Blockchain security firm Peck Sheild warned earlier this year about dozens of tokens being spun up that attempted to leverage the surge of attention around ChatGPT and featuring honeypots as well as pump-and-dump schemes. 

Renieris is skeptical—after viewing the project she noted there were old claims made by almost every other token—“over the top, hyperbolic” and based on flawed claims about “owning or selling” your data that are futile or even dangerous.

“A marketplace is not the answer to surveillance capitalism [and] hyper-commodification of our lives via data,” she said. 

CryptoGPT did not respond to an interview request. 

Privacy experts are also skeptical—one individual who has been working in the field of ZKPs said that it’s unlikely such a product could be developed by the end of this year when CryptoGPT claims to be able to launch. 

Pam Dixon the executive director of the World Privacy Forum, who has researched privacy, cryptocurrency and blockchain issues from a regulatory perspective, questioned the fundamental proposition of the projects. Dixon said that aggregate data is the real value, not your individual data, and it’s unlikely you’d take in any significant amount of money for data that just relates to you. 
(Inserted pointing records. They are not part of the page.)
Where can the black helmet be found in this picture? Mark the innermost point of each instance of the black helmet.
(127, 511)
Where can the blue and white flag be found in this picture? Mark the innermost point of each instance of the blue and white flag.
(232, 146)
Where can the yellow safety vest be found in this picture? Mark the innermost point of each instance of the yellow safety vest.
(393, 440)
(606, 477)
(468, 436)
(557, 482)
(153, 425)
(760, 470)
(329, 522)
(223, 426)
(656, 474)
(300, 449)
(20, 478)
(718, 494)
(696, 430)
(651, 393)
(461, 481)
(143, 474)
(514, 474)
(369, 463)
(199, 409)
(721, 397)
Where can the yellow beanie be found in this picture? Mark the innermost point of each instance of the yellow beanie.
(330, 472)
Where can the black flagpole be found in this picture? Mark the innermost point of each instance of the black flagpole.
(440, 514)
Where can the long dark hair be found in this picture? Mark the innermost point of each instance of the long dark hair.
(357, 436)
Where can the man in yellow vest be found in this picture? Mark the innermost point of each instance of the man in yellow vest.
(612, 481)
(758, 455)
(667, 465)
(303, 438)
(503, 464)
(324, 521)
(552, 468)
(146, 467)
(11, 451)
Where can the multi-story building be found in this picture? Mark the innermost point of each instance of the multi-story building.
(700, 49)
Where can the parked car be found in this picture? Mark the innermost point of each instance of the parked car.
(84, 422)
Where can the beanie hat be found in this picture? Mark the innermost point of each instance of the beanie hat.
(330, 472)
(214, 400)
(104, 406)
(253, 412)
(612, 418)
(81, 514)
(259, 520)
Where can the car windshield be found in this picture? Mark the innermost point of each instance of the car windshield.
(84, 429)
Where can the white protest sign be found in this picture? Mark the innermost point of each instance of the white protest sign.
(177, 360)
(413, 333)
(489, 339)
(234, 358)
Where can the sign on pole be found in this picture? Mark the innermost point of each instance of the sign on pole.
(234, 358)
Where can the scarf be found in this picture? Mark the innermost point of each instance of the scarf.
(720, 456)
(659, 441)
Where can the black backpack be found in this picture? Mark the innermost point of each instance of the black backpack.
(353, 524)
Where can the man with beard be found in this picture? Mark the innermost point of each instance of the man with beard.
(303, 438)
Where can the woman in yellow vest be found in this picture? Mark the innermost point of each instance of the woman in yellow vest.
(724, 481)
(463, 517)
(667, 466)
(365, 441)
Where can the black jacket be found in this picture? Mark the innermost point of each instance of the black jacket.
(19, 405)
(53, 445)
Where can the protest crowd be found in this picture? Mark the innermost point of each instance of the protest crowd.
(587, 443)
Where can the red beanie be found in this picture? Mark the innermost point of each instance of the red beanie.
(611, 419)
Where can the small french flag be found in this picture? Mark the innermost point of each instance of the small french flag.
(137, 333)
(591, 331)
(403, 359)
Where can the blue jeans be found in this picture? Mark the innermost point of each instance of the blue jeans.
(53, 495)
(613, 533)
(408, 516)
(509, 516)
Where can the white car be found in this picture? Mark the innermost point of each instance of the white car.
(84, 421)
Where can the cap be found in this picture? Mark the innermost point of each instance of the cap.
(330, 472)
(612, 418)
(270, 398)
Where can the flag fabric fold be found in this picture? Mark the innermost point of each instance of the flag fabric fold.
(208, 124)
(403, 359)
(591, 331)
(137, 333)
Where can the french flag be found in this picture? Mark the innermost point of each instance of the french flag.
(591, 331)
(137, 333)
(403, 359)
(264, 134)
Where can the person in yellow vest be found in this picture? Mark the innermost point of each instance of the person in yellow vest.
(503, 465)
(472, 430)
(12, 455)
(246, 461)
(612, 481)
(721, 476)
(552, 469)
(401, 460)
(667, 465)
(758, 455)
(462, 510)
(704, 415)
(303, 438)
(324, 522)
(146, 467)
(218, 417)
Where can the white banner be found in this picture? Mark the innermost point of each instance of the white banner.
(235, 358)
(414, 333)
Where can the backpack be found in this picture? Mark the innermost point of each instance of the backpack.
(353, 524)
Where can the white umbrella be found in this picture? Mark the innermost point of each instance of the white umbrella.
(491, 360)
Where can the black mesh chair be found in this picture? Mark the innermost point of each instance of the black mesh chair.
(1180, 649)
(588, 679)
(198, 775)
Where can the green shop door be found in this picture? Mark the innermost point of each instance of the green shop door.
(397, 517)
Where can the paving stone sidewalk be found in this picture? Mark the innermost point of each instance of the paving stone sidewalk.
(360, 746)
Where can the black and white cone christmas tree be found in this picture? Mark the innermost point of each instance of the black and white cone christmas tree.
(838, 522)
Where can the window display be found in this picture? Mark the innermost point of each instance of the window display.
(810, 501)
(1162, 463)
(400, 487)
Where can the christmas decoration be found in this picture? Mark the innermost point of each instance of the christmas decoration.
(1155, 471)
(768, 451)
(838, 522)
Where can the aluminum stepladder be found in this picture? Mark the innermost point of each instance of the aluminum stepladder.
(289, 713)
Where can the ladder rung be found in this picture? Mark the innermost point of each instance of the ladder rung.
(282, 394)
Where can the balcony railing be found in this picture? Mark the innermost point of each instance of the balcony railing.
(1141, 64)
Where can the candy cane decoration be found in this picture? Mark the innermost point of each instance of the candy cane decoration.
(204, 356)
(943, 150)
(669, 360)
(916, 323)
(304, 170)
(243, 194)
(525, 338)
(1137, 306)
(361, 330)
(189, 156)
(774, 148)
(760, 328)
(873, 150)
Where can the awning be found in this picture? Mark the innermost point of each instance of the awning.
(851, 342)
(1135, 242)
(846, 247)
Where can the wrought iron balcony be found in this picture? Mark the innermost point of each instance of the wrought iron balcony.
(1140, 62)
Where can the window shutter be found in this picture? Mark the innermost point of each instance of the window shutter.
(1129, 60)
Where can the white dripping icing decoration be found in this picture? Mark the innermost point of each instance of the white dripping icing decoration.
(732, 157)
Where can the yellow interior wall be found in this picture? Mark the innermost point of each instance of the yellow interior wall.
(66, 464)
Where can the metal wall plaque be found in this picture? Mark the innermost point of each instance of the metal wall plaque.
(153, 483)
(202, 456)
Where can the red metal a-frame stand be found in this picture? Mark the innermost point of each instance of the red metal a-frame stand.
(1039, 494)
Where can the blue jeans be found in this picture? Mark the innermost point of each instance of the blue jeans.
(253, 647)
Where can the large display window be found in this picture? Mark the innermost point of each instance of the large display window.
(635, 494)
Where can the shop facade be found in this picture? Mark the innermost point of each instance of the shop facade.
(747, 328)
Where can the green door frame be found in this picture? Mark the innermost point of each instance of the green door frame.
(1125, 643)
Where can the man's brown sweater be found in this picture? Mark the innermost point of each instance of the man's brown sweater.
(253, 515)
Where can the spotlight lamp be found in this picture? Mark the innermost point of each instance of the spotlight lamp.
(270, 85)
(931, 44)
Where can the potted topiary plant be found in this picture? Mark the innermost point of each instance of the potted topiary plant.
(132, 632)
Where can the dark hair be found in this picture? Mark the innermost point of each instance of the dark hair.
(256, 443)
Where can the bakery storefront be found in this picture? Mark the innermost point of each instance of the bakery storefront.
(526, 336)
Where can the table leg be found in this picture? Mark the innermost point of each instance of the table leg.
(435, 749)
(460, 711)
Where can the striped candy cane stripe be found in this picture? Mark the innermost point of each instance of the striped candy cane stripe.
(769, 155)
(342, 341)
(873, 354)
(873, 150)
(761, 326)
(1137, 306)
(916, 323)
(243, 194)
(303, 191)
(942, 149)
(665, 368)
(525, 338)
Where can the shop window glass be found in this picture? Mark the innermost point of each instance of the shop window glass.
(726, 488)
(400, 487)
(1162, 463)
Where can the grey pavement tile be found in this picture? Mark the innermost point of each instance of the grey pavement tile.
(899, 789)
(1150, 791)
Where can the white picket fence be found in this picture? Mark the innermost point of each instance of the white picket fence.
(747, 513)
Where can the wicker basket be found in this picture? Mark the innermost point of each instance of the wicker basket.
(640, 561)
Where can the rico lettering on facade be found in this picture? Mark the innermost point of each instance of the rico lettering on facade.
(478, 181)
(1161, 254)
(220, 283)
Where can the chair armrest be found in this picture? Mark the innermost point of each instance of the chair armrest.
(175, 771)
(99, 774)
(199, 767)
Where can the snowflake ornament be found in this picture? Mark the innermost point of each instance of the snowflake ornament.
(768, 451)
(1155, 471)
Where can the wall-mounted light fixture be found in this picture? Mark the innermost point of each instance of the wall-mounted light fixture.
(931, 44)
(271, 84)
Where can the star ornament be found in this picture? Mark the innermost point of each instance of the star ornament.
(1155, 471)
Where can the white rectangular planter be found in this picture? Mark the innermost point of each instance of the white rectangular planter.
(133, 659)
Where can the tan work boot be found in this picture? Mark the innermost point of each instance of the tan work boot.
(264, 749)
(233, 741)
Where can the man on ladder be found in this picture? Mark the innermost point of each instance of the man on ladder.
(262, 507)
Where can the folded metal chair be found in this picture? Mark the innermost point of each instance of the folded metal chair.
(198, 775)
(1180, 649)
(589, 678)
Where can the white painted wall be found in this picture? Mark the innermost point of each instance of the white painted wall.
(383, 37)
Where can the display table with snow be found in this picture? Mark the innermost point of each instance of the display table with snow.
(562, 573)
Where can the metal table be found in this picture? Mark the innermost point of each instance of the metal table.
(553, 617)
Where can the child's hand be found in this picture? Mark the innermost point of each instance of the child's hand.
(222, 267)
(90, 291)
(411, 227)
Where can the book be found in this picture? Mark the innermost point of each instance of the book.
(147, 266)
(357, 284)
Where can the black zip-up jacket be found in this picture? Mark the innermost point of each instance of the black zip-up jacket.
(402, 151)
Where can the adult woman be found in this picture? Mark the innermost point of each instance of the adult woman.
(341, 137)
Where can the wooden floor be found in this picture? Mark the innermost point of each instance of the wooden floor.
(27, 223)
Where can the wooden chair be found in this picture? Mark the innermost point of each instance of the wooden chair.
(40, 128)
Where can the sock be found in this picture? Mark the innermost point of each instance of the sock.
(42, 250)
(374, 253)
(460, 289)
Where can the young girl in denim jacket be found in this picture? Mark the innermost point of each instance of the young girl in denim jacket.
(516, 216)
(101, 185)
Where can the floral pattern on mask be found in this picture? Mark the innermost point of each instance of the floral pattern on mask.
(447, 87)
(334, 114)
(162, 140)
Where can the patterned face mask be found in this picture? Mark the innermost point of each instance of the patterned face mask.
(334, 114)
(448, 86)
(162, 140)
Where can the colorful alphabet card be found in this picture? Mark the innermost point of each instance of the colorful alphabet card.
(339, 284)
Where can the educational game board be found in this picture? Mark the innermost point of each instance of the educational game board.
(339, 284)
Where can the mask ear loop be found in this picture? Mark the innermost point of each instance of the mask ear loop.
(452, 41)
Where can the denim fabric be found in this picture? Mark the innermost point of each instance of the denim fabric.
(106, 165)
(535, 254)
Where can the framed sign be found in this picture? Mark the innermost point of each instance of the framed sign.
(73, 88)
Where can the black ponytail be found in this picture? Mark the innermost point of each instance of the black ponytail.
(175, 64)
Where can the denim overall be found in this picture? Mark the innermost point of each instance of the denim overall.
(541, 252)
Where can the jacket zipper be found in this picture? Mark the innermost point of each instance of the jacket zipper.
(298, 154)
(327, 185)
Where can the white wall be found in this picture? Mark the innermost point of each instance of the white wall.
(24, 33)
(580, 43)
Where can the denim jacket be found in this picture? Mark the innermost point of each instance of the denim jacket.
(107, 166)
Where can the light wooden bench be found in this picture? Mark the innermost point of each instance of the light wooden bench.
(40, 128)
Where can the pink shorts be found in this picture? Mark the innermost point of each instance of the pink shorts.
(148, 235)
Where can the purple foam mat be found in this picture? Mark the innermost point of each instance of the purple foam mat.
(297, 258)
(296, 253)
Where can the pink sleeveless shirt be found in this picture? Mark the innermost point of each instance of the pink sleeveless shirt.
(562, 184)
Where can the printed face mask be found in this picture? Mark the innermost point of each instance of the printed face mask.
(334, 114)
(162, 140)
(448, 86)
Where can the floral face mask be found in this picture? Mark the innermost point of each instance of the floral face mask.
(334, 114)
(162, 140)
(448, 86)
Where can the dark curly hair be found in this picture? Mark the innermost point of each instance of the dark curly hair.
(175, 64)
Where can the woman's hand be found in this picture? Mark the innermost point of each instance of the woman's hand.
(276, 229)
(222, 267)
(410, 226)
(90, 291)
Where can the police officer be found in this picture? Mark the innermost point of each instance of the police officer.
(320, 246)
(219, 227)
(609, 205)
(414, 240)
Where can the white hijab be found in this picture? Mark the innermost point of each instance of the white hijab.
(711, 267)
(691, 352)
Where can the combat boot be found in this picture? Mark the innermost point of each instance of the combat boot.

“If you're a company and you want a whole bunch of data about people for pretty small market capitalization, you can purchase just a whole bunch of data. I mean, you could do it for several million dollars and get literally 10s of 10s of billions of data points. It's done all the time.”

And training AI sets on the small amount of data that come from actual investors could lead to wildly inaccurate models that could easily go off the rails. 

So could a project such as CryptoGPT be able to do private data sharing project at scale? Dixon says there are more red flags than green ones. 

“It reminds me a lot of four or five years ago when we saw every token known to man flowing like a river online," referencing the previous hype cycle about crypto that cataclysmically crashed. "It just it does have that feeling to it."

That being said she does see a place for crypto going forward—just not here. 

“I think crypto will find its place,” she said. “I think there will be a place for it but I don't think it's going to be selling your data for AI on a random token—I just think that that is a really difficult pitch.”